(After the overwhelming response to last week's installment (when I said read it in parts, I didn't mean to take a month... sheesh...) we continue with excerpts from my Nanowrimo project. In this installment, we meet Danielle Brightstar, the would-be sidekick who ends up more of protagonist than I expected her to. Behold the opus that is tentatively entitled: Enter the Walkabout...)
“You have to stand behind the line, ma’am.”
“I’m sorry?”
The man behind the counter made a pushing gesture with his hands. “Behind the line, ma’am. It’s for safety purposes.”
“Oh. Sorry.” Danielle took a small step back to accommodate the clerk, bumping into the person behind her in the process.

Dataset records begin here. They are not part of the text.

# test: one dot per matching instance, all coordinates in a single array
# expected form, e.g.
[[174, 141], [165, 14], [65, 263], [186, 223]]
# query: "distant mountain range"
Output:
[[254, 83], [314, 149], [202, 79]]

She offered a quick apology to the disgruntled woman, who responded with a series of odd clicks from beneath her cloth-wrapped face. Danielle tried to play it off and focus on what was ahead of her: the city. It was an entirely new concept for her. She had heard the word and seen the pictures, but to actually be at the gates of one was a completely overwhelming feeling. She made a futile attempt at remaining calm as she waited behind the line for her chance to get her pass. In her mind she tried to convince herself that if she couldn’t keep it together long enough to get through the gates, she couldn’t possibly handle what was past them.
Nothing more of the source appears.